Would the money have been more helpful than my visit? Would there be less disturbance of the place I visited? I don’t doubt it. But to act as if we are choosing between two situations and picking the best one is wrong. In my case (and the vast majority of others) it was the scenario that happened, or no help at all. You can’t expect a check from someone without giving them a good reason for it — and unfortunately a “good reason” can’t just be “we need help, trust us.” If that was a “good reason” (by which I mean a reason which results in actually compelling someone to act) this wouldn’t be a discussion, people would already be sending large amounts of money to everyone who said that. The draw for people, realistically, is the experience of actually working in these communities directly with the people they are helping. People don’t make decisions based on logic, we make decisions based on emotion. A huge driver of emotional decisions is relationships. You may not help a stranger in need (because, the amount of strangers in need is infinite) but you will probably help a friend in need (because, there are a limited number of friends and you have an emotional investment in their success).

This is why voluntourism works, not because white people are so great at going overseas and building houses and digging wells, but because it forges relationships between people with the means to help and people who need to be helped.

You forget a news story a few minutes after you watch it. A commercial with a crying orphan? There’s too much compassion fatigue for that. Direct mail campaigns? Never going to be as life changing as experiencing something first hand. For the rest of the voluntourist’s life they will be sympathetic to the cause. It’s a marketer’s dream. These are the people you hit up to say “don’t buy a plane ticket” because they don’t need one, they’ve already got the emotional buy in to write a check. But that emotional buy in doesn’t come out of thin air.

Finally, I think all this criticism of voluntourism is a bit ridiculous when the criticizers are just as guilty as the voluntourists of infantilizing poor people. Do you think these people are stupid? That they aren’t smart enough to reject “help” that has a negative net benefit to them? That they shouldn’t be allowed to make their own choices about who they allow in their country, who they allow to help them, and what is a benefit and what is harmful? We cannot disrespect their agency of choice by saying they will not or cannot make the decision they feel is best for them.

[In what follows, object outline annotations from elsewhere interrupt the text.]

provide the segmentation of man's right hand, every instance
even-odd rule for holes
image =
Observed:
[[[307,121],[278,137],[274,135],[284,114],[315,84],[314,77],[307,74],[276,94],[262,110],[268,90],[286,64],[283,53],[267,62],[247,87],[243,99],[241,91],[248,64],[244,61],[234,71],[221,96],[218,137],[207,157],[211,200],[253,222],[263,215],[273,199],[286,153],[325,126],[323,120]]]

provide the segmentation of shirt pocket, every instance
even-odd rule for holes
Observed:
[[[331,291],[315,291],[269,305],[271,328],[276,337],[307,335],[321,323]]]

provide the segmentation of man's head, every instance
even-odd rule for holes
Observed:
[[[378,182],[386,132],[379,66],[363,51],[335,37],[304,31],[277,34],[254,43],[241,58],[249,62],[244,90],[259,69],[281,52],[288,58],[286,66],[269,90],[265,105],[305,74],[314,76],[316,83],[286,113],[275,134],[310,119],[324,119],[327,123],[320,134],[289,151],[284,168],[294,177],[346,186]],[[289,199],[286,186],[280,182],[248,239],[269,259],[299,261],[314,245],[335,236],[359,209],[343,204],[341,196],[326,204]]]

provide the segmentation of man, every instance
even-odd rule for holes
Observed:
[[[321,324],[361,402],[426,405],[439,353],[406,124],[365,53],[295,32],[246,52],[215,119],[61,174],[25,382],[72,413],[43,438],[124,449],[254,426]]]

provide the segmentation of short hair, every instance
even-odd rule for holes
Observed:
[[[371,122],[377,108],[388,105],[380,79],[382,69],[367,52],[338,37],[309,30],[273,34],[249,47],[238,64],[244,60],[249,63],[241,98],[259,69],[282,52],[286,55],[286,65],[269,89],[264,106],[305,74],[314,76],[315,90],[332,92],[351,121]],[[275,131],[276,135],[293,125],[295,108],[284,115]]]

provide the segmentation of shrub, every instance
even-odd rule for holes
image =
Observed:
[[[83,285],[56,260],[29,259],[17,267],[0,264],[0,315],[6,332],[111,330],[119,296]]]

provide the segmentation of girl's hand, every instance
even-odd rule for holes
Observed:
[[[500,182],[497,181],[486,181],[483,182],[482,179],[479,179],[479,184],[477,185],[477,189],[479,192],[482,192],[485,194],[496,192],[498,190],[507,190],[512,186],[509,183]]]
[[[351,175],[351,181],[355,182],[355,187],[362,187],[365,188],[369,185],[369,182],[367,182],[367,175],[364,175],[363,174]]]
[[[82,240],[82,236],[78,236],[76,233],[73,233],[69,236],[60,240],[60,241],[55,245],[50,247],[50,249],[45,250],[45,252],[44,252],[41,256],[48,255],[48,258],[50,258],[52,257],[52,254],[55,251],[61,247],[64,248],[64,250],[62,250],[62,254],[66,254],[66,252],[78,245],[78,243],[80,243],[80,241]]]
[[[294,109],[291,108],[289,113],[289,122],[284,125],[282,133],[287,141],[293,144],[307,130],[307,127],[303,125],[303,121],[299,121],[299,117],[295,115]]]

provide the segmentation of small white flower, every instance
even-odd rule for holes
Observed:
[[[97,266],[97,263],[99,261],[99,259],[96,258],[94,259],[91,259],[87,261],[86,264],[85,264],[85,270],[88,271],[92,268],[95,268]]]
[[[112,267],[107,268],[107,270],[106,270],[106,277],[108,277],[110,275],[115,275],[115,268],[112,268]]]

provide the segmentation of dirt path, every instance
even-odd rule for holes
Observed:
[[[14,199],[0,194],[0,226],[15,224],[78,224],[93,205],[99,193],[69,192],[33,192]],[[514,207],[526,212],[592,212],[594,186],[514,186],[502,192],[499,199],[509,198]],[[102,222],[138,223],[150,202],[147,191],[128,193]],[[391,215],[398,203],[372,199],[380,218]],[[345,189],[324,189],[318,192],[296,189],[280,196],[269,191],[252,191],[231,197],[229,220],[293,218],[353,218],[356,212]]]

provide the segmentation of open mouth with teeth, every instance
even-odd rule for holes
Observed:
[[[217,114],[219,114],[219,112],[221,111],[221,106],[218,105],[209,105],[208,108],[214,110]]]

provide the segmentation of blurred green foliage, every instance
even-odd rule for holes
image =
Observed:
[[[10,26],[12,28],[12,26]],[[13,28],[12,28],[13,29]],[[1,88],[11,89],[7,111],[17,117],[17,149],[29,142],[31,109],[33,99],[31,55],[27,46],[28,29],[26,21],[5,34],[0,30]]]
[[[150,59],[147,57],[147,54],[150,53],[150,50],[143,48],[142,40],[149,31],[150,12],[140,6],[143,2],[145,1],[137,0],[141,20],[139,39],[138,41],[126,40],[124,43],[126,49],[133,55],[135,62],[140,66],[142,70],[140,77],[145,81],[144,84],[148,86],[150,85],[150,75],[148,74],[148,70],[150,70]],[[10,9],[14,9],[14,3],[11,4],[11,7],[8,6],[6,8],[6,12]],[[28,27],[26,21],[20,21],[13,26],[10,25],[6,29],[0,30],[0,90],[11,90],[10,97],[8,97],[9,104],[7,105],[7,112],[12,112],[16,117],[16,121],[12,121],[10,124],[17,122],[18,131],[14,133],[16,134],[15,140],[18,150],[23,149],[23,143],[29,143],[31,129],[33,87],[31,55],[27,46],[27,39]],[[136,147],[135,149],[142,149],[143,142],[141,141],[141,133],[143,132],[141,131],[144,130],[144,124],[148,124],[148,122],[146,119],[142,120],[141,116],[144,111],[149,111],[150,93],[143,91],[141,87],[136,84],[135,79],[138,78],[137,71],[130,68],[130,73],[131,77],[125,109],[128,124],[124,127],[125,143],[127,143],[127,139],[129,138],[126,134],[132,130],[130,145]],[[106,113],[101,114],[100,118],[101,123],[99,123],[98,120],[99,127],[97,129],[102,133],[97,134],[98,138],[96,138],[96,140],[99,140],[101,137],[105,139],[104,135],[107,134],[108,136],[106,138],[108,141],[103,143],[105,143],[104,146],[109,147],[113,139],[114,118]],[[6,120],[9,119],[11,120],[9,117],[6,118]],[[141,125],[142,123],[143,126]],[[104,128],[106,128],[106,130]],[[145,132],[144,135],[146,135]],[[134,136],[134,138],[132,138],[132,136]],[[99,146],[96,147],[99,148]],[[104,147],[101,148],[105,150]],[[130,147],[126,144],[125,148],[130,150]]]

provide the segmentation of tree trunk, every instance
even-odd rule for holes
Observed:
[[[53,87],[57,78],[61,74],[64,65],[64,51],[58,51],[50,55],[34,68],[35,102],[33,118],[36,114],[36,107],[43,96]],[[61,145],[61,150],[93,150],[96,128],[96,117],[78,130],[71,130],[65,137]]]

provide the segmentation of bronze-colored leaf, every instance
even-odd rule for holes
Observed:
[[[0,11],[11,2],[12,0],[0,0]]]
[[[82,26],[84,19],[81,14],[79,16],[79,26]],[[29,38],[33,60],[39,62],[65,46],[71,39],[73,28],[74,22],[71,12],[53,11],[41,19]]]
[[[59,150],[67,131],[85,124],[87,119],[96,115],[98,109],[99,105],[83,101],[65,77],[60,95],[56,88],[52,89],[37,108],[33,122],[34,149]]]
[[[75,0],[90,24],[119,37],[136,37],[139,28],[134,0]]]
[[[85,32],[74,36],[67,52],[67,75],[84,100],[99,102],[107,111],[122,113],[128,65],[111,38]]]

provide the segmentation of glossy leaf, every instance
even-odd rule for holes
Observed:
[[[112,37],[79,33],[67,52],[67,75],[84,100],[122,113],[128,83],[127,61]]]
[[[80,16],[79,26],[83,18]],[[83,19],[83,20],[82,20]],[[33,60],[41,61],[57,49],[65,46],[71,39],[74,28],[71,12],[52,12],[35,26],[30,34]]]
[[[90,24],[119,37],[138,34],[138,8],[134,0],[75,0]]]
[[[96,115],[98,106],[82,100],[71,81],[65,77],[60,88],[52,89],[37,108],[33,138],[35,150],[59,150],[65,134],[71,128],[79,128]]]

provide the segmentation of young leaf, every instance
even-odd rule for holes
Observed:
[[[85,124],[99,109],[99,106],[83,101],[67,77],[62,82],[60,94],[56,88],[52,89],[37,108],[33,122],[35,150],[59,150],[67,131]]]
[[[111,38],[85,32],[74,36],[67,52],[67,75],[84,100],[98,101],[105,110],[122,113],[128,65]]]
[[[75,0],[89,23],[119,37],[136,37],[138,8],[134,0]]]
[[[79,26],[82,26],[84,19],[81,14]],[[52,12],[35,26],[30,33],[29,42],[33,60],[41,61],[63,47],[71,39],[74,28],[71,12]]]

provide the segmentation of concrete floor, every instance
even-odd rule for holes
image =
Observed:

Yes voluntourism is narcissistic. Yes people get off on posting Facebook pictures of themselves afterwords. Yes there are hypothetical situations in which the money used for these trips could be better spent — the difference being voluntourism excels at getting people to pull the trigger and act. Any alternative to voluntourism needs to include a mechanism for this, or it is useless. In many ways causes and charities are a product, you have to convince people to buy it. I think of voluntourism as a marketing strategy. It would be “best” if people magically knew about it and bought it without spending any ad dollars on it.

But what does “best” really mean when it’s so unrealistic?

Doing something is better than doing nothing. Helping one teeny tiny amount is better than not helping at all — or worse — discouraging large groups of others from helping at all. If I benefited from my trip more than the people I purported to be helping, that is still a net gain of help for them. You know the expression “a bird in the hand is worth two in the bush”? It’s about how people don’t benefit in real life from idealism or being high and mighty about how things should work — they benefit from realistic systems like using voluntourism for the net gain of a community in need by leveraging people’s selfish nature for some money and the hope of raised awareness and increased donor money in the future. People benefit from getting their hands dirty and doing the work instead postulating morally perfect scenarios that will never work in the real world. And the end of the day I helped people. I benefitted too, sure, that’s what life is about. But this is much more than you can say about criticizing what I’ve done.